Bring game night home with Weekend

Weekend turns your smart TV into a shared stage: the same board, the same clues, the same moment of suspense for everyone in the room at once. You shout your answers, the TV keeps score, and the whole room feels every correct answer and every spectacular miss together.

Weekend's lineup for groups who want everyone in the action:

  • Play Jeopardy! for classic quiz‑night categories.
  • Try Song Quiz and race to name each track.
  • Spin through Wheel of Fortune and solve word puzzles together.
  • Jump into Karaoke (on Roku) and sing while lyrics show on screen.​
  • Play 20 Questions (on Roku) for the classic yes-or-no question guessing challenge.

Weekend runs on Roku, Fire TV, Samsung, and LG smart TVs.
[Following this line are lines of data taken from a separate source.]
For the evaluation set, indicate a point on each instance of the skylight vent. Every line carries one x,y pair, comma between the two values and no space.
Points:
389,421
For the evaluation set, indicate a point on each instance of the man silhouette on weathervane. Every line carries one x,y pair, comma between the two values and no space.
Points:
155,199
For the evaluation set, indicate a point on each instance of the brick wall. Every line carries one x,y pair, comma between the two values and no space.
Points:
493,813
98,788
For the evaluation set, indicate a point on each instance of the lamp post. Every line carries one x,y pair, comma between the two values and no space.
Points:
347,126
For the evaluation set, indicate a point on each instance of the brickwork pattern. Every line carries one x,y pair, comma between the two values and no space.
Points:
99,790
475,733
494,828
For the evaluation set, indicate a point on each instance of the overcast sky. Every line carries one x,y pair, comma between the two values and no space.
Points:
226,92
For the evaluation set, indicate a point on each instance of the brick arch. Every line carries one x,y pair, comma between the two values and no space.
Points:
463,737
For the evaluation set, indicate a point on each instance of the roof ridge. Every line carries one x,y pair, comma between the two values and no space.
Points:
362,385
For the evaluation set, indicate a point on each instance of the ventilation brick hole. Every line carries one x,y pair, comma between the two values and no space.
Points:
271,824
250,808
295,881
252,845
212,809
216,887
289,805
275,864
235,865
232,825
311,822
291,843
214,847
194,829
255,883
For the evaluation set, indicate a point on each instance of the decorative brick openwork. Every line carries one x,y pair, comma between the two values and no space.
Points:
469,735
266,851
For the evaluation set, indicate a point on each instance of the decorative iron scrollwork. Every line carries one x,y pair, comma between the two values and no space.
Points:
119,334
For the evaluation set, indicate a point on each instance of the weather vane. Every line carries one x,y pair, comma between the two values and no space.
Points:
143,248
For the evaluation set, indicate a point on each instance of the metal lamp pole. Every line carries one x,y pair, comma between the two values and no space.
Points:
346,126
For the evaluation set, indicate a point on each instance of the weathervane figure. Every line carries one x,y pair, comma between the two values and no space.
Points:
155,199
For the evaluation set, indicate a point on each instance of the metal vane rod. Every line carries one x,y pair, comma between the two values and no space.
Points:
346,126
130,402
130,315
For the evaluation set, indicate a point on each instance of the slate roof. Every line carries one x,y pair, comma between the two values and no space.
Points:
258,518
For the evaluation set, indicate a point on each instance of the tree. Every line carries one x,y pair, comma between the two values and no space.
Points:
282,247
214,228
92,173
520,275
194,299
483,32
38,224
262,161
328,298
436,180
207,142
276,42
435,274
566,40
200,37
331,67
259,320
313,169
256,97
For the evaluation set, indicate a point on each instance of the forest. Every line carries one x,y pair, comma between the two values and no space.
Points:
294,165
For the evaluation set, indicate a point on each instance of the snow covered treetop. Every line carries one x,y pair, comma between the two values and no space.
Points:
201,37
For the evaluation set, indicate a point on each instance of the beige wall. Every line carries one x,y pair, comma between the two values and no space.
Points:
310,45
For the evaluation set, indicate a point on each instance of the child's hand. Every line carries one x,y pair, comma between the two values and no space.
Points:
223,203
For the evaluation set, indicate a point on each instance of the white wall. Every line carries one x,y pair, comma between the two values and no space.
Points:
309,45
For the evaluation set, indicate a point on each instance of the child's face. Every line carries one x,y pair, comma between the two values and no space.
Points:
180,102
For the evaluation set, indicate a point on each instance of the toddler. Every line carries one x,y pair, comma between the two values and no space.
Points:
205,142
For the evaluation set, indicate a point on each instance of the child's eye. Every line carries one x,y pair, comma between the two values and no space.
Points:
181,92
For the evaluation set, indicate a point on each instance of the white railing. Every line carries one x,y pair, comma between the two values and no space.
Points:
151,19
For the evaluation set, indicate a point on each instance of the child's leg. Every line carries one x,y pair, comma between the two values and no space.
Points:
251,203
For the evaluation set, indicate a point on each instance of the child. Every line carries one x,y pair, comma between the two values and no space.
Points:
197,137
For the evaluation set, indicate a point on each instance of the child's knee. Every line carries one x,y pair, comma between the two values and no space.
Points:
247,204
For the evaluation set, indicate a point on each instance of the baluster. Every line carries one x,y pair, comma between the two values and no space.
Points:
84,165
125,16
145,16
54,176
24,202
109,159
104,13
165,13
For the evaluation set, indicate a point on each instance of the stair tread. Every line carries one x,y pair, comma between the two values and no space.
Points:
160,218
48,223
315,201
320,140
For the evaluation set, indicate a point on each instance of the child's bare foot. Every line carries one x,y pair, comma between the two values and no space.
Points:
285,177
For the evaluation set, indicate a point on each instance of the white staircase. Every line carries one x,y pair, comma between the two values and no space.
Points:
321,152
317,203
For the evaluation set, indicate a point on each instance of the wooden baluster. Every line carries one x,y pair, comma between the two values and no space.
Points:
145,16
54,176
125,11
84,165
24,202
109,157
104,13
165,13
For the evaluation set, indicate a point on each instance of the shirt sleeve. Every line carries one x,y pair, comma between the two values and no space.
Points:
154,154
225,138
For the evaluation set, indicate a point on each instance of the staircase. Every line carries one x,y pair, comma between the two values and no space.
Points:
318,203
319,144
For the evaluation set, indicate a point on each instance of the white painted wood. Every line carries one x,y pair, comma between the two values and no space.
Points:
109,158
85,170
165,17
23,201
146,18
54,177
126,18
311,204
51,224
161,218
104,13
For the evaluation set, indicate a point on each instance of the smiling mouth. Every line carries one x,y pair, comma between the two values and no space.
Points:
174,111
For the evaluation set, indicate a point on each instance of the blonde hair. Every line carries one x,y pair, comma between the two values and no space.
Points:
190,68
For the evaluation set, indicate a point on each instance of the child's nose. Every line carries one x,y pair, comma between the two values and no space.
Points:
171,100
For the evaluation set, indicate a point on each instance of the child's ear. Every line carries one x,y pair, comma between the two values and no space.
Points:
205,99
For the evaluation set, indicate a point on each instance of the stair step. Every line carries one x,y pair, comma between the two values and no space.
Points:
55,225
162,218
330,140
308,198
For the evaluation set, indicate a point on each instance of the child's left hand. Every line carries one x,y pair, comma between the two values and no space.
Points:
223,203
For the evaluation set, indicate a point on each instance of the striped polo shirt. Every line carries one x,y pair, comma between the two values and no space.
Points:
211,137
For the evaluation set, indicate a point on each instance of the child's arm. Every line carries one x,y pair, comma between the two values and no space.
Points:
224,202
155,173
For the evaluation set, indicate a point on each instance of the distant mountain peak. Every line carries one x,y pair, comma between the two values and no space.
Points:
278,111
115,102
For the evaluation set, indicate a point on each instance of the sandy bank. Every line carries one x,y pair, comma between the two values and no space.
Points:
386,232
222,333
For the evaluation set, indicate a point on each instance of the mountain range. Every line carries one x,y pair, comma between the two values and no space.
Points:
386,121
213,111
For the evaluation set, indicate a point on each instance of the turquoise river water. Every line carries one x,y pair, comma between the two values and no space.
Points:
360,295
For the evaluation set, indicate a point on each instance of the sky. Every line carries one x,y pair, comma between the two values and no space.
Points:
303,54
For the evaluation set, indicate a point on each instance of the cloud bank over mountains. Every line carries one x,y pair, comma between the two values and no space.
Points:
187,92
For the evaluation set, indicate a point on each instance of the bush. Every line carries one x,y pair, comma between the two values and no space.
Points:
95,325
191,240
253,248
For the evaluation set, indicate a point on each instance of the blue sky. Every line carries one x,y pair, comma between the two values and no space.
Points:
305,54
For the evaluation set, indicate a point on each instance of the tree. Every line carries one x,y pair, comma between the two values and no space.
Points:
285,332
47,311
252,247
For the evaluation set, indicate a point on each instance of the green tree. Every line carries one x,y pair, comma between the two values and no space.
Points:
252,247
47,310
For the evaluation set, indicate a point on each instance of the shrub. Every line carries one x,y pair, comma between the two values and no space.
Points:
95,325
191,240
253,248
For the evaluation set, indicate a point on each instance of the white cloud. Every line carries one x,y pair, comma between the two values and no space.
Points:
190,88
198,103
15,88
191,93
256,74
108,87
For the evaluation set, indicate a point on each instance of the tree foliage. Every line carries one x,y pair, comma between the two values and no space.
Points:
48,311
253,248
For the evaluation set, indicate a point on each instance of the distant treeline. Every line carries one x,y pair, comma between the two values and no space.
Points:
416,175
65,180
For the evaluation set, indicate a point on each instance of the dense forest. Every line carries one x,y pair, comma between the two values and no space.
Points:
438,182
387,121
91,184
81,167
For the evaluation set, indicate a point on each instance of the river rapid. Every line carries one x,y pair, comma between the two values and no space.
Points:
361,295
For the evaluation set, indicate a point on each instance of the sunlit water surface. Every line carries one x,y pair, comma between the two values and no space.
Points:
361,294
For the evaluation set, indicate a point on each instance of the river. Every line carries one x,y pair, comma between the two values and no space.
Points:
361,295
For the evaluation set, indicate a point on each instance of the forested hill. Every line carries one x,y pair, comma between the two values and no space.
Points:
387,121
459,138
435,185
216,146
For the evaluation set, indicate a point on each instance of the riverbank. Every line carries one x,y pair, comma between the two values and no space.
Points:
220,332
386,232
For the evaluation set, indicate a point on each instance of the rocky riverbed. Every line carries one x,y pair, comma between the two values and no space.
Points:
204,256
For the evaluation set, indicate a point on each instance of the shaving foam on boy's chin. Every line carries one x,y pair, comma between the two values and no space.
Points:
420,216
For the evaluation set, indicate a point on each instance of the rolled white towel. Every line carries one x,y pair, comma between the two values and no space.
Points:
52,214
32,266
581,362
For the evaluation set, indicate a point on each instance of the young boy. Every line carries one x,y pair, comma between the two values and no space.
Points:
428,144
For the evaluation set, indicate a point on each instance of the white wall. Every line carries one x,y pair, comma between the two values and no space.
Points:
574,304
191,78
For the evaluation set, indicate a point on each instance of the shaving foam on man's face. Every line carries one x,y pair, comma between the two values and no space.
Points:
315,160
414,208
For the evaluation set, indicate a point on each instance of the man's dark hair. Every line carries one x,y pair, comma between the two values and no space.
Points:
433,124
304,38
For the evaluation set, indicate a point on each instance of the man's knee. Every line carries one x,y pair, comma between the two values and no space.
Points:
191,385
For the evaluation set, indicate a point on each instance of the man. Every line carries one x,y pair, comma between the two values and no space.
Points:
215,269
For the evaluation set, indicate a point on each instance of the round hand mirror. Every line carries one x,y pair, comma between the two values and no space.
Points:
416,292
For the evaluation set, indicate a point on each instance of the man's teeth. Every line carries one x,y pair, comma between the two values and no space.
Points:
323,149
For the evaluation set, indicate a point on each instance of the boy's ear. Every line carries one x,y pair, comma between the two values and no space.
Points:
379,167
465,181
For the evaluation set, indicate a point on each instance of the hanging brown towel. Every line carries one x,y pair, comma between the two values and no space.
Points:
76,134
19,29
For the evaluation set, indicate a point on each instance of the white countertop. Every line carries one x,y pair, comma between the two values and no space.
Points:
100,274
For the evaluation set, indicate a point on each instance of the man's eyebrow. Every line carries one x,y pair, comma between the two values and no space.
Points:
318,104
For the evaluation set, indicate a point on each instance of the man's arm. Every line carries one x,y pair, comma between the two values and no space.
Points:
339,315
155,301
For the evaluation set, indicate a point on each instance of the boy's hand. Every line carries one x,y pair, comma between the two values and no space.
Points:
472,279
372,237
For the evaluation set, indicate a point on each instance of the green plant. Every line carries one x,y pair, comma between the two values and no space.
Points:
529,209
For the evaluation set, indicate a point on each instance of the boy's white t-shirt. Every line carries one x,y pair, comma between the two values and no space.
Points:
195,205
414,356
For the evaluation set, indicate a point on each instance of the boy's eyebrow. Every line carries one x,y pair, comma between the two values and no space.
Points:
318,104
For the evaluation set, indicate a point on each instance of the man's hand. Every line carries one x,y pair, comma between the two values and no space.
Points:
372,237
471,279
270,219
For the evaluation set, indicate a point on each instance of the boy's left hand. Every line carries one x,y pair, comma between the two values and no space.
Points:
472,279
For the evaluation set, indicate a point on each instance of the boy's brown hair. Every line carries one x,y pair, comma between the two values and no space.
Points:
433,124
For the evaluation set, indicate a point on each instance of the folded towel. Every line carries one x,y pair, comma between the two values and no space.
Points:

Start your 7-day free trial and find out who in your group is better at trivia than they've been pretending.

FAQs

How does Weekend feel compared to Jackbox's phone-tap format?

Jackbox has everyone typing on phones with their heads down. Weekend puts the whole room on the same screen; shouting answers out loud, reacting together from round one. 

Which games on this list work best for groups that aren't very competitive?

Gartic Phone and Karaoke reward participation over performance; nobody's keeping serious score. Wheel of Fortune on Weekend feels collaborative even when you're technically competing. Hold off on Jeopardy! until the room has warmed up.

Do I need strong trivia knowledge to enjoy any of these?

Not for most of them. Wheel of Fortune is a game of pattern recognition; Karaoke measures pitch; Song Quiz rewards music knowledge. Only Jeopardy! genuinely rewards a broad knowledge base.

What's it actually like when the whole group plays Weekend together?

Everyone faces the TV and competes at the same time. In Jeopardy!, the board goes up, and the room starts arguing about categories; in Song Quiz, someone shouts an answer before the clip finishes. The shouting and reactions handle everything else.

Which of these games works best for very large groups?

Kahoot supports 50+ players and is the most scalable option. For Weekend, Song Quiz, Wheel of Fortune, and Jeopardy! handle larger groups well. Everyone competes simultaneously, no rotation. Gartic Phone works up to 30 players with no setup beyond a shared link.